[Numpy-discussion] Problems with Numexpr and discontiguous arrays

Tim Hochberg tim.hochberg at ieee.org
Thu Oct 5 09:24:42 EDT 2006


Tim Hochberg wrote:
> David M. Cooke wrote:
>> On Wed, 04 Oct 2006 10:19:08 -0700
>> Tim Hochberg <tim.hochberg at ieee.org> wrote:
>>
>>  
>>> Ivan Vilata i Balaguer wrote:
>>>    
>>>> It seemed that discontiguous arrays worked OK in Numexpr since 
>>>> r1977 or
>>>> so, but I have come across some alignment or striding problems 
>>>> which can
>>>> be seen with the following code::
>>>>       
>>> I looked at this just a little bit and clearly this bit from 
>>> interp_body cannot work in the presence of recor arrays:
>>>
>>> //....
>>>         intp sf1 = sb1 / sizeof(double);        \
>>> //...
>>>         #define f1    ((double *)x1)[j*sf1]
>>>
>>>
>>> There are clearly some assumptions that sb1 is evenly divisible by 
>>> sizeof(double). Blech!. This is likely my fault, and I expect it 
>>> won't be too horrible to fix, but I don't know that I'll have time 
>>> immediately.
>>>     
>>
>> My thinking is that this should be handled by a copy, so that the 
>> opcodes
>> always work on contiguous data. The copy can be another opcode. One 
>> advantage
>> of operating on contiguous data is that it's easier to use the 
>> processor's
>> vector instructions, if applicable.
>>   
>
> That would be easy to do. Right now the opcodes should work correctly 
> on data that is spaced in multiples of the itemsize on the last axis. 
> Other arrays are copied (no opcode required, it's embedded at the top 
> of interp_body lines 64-80). The record array case apparently slips 
> through the cracks when we're checking whether an array is suitable to 
> be used correctly (interpreter.c 1086-1103). It would certainly not be 
> any harder to only allow contiguous arrays than to correctly deal with 
> record arrays. Only question I have is whether the extra copy will 
> overwhelm the savings of that operating on contiguous data gives.  The 
> thing to do is probably try it and see what happens.

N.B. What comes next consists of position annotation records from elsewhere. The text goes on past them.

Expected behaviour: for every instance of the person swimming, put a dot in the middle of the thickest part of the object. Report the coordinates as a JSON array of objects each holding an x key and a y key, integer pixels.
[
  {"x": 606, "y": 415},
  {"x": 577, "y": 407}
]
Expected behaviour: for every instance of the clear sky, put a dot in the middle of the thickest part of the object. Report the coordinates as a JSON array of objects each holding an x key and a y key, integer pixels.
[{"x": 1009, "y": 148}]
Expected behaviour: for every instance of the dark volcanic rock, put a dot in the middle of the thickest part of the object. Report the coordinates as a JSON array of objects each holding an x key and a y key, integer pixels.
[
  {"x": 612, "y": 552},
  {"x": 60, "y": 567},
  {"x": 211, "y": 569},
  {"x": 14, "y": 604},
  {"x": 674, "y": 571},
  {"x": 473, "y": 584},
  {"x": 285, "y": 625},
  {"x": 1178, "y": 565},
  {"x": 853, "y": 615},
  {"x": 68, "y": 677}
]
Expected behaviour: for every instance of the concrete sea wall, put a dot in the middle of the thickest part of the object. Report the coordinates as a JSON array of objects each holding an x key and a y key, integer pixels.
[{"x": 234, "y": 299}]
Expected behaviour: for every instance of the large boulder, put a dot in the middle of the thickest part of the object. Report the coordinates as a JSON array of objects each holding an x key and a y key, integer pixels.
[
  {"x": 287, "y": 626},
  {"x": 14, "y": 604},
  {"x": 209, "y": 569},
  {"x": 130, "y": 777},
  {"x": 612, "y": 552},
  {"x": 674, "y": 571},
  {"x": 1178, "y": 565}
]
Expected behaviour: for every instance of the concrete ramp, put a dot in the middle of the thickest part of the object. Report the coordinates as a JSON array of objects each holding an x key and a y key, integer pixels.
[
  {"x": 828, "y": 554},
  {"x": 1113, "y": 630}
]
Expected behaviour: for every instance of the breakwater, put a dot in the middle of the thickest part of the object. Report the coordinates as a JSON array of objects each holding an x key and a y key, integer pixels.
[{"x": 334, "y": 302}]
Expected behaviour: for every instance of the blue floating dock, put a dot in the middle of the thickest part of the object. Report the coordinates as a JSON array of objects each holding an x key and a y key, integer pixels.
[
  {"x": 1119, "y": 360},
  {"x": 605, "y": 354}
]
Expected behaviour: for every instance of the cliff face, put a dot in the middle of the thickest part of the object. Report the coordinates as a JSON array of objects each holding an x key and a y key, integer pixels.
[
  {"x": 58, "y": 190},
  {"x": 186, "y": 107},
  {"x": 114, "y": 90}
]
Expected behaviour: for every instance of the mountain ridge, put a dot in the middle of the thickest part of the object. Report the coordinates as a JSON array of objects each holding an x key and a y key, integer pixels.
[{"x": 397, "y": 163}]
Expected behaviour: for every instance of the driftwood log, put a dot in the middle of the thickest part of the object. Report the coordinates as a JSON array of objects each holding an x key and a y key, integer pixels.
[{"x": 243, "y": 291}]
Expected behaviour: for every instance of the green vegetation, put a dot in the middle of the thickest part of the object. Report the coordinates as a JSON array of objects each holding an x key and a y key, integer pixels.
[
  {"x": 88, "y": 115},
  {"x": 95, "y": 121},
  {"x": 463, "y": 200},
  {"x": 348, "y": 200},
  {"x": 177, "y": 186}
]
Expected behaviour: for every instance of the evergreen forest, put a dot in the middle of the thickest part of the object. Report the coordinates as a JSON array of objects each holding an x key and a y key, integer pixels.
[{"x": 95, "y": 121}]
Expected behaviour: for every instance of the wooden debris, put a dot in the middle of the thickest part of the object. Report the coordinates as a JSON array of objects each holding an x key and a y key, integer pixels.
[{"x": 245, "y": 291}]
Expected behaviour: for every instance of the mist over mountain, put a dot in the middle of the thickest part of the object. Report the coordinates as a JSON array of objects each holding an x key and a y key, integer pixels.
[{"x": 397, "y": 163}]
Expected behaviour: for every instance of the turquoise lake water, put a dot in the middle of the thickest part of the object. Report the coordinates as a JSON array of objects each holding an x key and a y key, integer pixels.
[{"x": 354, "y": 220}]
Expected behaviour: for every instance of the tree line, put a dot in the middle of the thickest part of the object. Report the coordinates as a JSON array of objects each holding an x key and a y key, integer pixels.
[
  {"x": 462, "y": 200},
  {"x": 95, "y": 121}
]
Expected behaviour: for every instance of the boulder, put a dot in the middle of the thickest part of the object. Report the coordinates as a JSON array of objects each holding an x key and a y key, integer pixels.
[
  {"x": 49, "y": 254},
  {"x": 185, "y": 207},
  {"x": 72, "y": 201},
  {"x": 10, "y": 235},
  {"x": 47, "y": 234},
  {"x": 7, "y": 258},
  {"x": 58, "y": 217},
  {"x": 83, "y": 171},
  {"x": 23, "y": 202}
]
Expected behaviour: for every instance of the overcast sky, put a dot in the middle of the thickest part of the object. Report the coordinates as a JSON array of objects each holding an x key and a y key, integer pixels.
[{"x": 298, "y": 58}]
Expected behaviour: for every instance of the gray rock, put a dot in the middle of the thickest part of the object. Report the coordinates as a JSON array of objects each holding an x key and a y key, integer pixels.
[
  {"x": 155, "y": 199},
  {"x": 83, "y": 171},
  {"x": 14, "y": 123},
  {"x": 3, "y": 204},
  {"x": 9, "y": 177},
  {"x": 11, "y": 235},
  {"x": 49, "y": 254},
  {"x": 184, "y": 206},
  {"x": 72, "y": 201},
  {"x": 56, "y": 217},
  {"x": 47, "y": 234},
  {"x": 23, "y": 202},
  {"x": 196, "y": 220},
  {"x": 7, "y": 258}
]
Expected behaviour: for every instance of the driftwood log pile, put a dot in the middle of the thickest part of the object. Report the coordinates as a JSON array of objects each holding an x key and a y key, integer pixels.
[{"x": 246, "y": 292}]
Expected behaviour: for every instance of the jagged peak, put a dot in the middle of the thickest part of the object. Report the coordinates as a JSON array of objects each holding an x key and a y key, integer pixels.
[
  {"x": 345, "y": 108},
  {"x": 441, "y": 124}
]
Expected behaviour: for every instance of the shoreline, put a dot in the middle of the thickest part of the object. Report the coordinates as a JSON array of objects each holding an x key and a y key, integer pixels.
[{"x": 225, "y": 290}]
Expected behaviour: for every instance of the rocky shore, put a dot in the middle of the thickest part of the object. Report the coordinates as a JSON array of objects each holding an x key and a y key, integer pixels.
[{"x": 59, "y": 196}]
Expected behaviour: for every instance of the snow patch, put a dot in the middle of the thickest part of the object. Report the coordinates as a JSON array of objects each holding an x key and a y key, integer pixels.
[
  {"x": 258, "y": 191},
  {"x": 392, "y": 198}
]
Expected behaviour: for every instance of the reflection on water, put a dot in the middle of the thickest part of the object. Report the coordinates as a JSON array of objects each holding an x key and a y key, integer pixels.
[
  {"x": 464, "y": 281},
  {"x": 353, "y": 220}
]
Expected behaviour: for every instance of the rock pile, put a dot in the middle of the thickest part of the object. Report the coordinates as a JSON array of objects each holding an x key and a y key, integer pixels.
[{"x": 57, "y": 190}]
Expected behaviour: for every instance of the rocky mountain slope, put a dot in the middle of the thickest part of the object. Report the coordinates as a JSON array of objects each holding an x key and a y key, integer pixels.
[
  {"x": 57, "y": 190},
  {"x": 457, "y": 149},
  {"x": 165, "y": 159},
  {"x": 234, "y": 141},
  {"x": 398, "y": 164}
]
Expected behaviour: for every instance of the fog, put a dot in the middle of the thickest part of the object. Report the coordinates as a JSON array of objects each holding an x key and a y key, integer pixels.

OK, I've checked in a fix for this that makes a copy when the array is 
not strided in an even multiple of the itemsize. I first tried copying 
for all discontiguous array, but this resulted in a large speed hit for 
vanilla strided arrays (a=arange(10)[::2], etc.), so I was more frugal 
with my copying. I'm not entirely certain that I caught all of the 
problematic cases, so let me know if you run into any more issues like this.